Chem Sept. 29th

Enantiomers and Diastereomers

  • Enantiomers: Stereoisomers that are mirror images of each other.
  • Diastereomers: Stereoisomers that are not enantiomers.

Stereochemistry Basics

  • Stereochemistry is more complex than conformation analysis.
    • Includes concepts like enantiomers and diastereomers.
    • Important to distinguish between the two types of isomers.

Cis-Trans Nomenclature

  • Used for alkenes to define orientation of groups.
    • Cis: Groups on the same side.
    • Trans: Groups on opposite sides.
  • Formation of alkenes involves making a double bond; this restricts rotation:
    • Alkanes allow free rotation around single bonds.
    • Alkenes (due to pi bond) are rigid, prohibiting rotation.
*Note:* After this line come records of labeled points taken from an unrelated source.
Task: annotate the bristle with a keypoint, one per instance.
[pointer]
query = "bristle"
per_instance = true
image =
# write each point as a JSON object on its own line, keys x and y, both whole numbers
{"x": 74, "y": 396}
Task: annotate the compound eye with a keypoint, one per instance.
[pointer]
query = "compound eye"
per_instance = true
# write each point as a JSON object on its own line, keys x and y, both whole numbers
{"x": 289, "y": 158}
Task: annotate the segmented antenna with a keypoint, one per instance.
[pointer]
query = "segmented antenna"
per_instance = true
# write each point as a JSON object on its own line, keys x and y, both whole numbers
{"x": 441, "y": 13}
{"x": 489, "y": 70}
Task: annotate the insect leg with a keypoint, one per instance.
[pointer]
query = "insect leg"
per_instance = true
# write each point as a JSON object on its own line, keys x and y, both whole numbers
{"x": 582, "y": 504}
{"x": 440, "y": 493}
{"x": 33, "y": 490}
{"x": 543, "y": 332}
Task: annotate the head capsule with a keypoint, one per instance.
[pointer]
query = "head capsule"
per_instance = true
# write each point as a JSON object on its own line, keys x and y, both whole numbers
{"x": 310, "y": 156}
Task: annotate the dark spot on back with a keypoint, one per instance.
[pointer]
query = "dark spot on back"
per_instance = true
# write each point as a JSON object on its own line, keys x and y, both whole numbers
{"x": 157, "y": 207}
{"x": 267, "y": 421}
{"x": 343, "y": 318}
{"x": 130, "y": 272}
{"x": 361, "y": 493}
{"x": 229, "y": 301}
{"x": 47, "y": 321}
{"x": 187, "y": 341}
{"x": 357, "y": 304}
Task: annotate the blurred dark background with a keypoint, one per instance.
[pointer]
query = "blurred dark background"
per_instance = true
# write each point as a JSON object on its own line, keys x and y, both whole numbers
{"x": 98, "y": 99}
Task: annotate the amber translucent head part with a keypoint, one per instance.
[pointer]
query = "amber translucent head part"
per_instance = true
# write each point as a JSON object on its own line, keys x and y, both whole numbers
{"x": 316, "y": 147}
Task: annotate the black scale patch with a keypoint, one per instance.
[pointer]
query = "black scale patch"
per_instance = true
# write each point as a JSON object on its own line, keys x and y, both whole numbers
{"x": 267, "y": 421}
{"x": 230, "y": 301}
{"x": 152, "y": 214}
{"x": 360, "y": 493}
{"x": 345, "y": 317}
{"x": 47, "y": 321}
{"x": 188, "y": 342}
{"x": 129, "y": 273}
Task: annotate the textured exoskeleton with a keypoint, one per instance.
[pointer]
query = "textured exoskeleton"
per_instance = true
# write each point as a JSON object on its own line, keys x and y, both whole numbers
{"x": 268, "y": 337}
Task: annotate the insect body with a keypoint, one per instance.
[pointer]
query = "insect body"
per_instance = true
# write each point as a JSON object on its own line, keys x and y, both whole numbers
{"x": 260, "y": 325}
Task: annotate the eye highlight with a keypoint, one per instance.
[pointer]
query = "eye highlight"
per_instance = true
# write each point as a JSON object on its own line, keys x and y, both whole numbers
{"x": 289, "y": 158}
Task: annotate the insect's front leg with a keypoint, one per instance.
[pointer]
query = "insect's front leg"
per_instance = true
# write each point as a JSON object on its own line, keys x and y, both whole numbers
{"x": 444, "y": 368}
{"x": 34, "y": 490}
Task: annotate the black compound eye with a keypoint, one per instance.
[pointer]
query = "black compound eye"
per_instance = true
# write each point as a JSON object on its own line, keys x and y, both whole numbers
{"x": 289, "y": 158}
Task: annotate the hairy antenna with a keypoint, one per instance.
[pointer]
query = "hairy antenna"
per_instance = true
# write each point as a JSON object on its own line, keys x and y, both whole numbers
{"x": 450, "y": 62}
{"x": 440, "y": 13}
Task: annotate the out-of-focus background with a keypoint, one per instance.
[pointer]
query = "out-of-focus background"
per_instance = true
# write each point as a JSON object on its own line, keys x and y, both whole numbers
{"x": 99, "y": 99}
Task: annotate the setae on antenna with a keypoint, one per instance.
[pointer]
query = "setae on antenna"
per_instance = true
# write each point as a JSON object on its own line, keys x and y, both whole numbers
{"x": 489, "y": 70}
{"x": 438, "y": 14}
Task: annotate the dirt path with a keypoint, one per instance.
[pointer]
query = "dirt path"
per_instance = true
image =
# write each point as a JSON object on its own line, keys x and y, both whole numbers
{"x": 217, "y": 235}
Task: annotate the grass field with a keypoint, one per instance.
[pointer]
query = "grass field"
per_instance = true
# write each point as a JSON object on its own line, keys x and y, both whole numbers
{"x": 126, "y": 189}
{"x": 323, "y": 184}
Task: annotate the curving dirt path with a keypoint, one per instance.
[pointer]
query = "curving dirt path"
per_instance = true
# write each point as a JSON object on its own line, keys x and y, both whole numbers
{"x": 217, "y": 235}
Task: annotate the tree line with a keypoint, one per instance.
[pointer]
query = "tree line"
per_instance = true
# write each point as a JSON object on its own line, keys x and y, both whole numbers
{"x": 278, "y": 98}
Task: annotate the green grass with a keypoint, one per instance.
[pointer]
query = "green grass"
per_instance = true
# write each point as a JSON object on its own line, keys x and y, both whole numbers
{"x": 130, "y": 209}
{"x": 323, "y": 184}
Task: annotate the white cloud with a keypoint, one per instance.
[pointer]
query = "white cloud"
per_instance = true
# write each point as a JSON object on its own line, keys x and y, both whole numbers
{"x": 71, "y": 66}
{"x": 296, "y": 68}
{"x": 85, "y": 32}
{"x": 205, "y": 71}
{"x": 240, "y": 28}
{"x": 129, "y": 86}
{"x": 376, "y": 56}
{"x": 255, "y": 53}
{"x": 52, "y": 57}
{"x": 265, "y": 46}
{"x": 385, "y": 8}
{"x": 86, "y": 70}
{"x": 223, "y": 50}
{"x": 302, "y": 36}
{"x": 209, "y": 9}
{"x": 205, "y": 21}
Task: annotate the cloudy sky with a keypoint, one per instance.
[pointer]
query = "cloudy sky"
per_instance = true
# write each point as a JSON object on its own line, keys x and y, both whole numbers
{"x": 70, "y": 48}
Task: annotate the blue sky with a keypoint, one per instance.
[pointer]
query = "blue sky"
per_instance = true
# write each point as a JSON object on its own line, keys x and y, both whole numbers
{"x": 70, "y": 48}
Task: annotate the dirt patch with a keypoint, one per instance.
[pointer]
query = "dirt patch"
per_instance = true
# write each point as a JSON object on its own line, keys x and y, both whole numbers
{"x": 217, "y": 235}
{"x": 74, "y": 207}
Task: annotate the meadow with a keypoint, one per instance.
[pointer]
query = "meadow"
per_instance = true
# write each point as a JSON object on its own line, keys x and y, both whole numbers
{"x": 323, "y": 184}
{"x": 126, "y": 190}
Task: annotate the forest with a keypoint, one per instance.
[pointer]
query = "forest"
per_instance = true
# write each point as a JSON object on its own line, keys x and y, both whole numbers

Examples of Alkene Isomers

  • Cis and trans alkenes have different physical properties and are different molecules.
  • Stereoisomers:
    • Same molecular formula, same connectivity, but different spatial orientations.
    • Identified in alkenes:
      • Example 1: (Cis) groups on the same side vs. (Trans) groups on opposite sides.
  • Cannot be converted into each other without breaking a bond.

Hybridization of Alkenes

  • Hybridization state of alkenes: sp².
  • Molecular shape around the double bond is trigonal planar.

Cis-Trans Limitations

  • Works well for simple alkenes but gets complicated with more substituents.
  • Naming Complications:
    • E/Z nomenclature is used when more than two groups are present to prevent confusion.

E/Z Nomenclature

  • Based on the priority of substituent groups at each end of the double bond:
    • Rule 1: Identify and rank the substituents based on atomic mass (or atomic number).
    • Same Side: Z (Zusammen).
    • Opposite Side: E (Entgegen).
  • Example: Apply ranking rules to establish the designation.

Naming Alkenes with E/Z

  • Steps to follow:
    1. Rank the groups attached to each of the double bond carbons.
    2. Compare the highest priority groups to determine if they are cis (Z) or trans (E).
  • The priority is determined based on atomic number of the first atom in the substituent.

Stereoisomers and Constraints

  • Identical Groups: If groups are identical (e.g., both CH₃), compound cannot be classified as cis or trans.
  • Double Bonds in Cyclic Structures:
    • E/Z nomenclature applies to cyclic compounds, but smaller rings (6 carbons or less) struggle with stereoisomerism due to structural rigidity.
    • Larger rings can accommodate both E and Z forms better than smaller rings.

Summary of Key Differences

  • Cis vs Trans Properties: Different physical properties, important in drug design.
  • E/Z Nomenclature Advantages: More systematic, eliminates ambiguity especially for complex alkenes.

Practical Implications

  • When constructing organic molecules, especially drugs, knowledge of stereochemical configurations (E/Z, cis/trans) is crucial for efficacy and safety.
  • Careful consideration in synthesis routes needs to be taken to achieve the desired stereoisomer configuration.